En marchant quatre heures le matin et quatre heures dans l’après-midi, par des chemins détestables, on ne pouvait faire par jour plus de dix à douze lieues. Le soir, on arrivait à quelque hutte misérable, à quelque venta désemparée, c’est-à-dire à une écurie au bout de laquelle on avait réservé un recoin qui servait à la fois de cuisine, de sellerie, de salon et de chambre à coucher. On y dînait comme on pouvait ; les domestiques de l’alcade disposaient avec des toiles et des mantas une sorte de chambre et une manière de lit pour doña Maria ; les hommes s’arrangeaient de leur mieux dans la paille. La belle Andalouse ne semblait pas s’apercevoir de la longueur et des fatigues de ce voyage. Suivant du regard tout le jour l’heureux Calderon, qui posait sous ses beaux yeux avec la jactance espagnole et faisait exécuter à son cheval rose des fantasias continuelles, elle semblait vraiment penser à bien autre chose.
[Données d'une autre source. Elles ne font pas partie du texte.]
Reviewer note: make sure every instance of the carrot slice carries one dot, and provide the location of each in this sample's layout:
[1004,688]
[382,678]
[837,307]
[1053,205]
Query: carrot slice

Le mari qui ne posait pas, chevauchait plus paisiblement derrière la litière. Don Pedro était un de ces Espagnols courts et trapus dont le regard n’a rien de débonnaire, et dont le teint rappelle le visage d’Othello. Après quelques jours de voyage, l’alferez crut remarquer que la physionomie naturellement sombre de l’alcade se rembrunissait de plus en plus. Il vit le soupçon naître et grandir dans ce cœur passionné. Bientôt il pressentit un drame. Que faire ? Ivres de jeunesse et d’amour, les deux amans se laissaient aller au cours de la vie, sans songer au danger, comme ces beaux cygnes qu’entraîne paisiblement le courant d’un fleuve et qu’attend plus loin la balle du chasseur. L’alferez, pendant le voyage, s’était lié avec Calderon ; mais celui-ci ne lui avait guère parlé que de sa maison, de sa fortune, de ses chevaux et de son oncle, surtout de son oncle, l’évêque de Cuzco. De son amour, il n’avait pas dit un seul mot à l’alferez, et celui-ci, tout en se proposant de donner à Calderon un avertissement charitable, ne pouvait se cacher que cette réserve rendait plus difficile encore et plus délicate l’exécution de son projet.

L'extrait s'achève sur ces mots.